# Convert texts files to a data frame and save as parquet
It is easier to have one IO operation on a relatively small file (the output is ~19MB for training dataset) than have to read >10,000 very small text files. Admittedly the benefit on this relatively small size of data is minimal but having a single data frame of values makes it easier to perform further analysis, cleaning, and classification.

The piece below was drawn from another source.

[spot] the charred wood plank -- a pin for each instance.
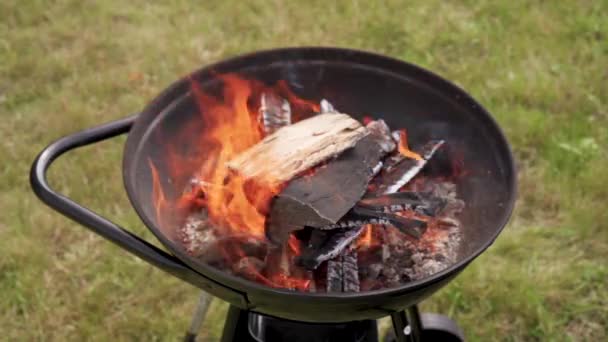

For this purpose we'll read all the files and dump them into a parquet file.

In [None]:
import glob
import pandas as pd
import os

train_files = glob.glob('../input/feedback-prize-2021/train/*.txt')
test_files = glob.glob('../input/feedback-prize-2021/test/*.txt')

def read_txts(files):
    '''
    Helper function to store all text read into a dictionary
    '''
    file_dict = {}
    for file in files:
        filename = file.split(os.path.sep)[-1].strip('.txt')
        with open(file,'r') as f:
            file_dict[filename] = [f.read()]
    return file_dict

# Generate dataframes
train_df = pd.DataFrame.from_dict(read_txts(train_files), orient='index', columns=['text'])
test_df = pd.DataFrame.from_dict(read_txts(test_files), orient='index', columns=['text'])

# save dataframes
os.makedirs('./feedback-prize-2021/')
train_df.to_parquet('./feedback-prize-2021/train_all.parquet')
test_df.to_parquet('./feedback-prize-2021/test_all.parquet')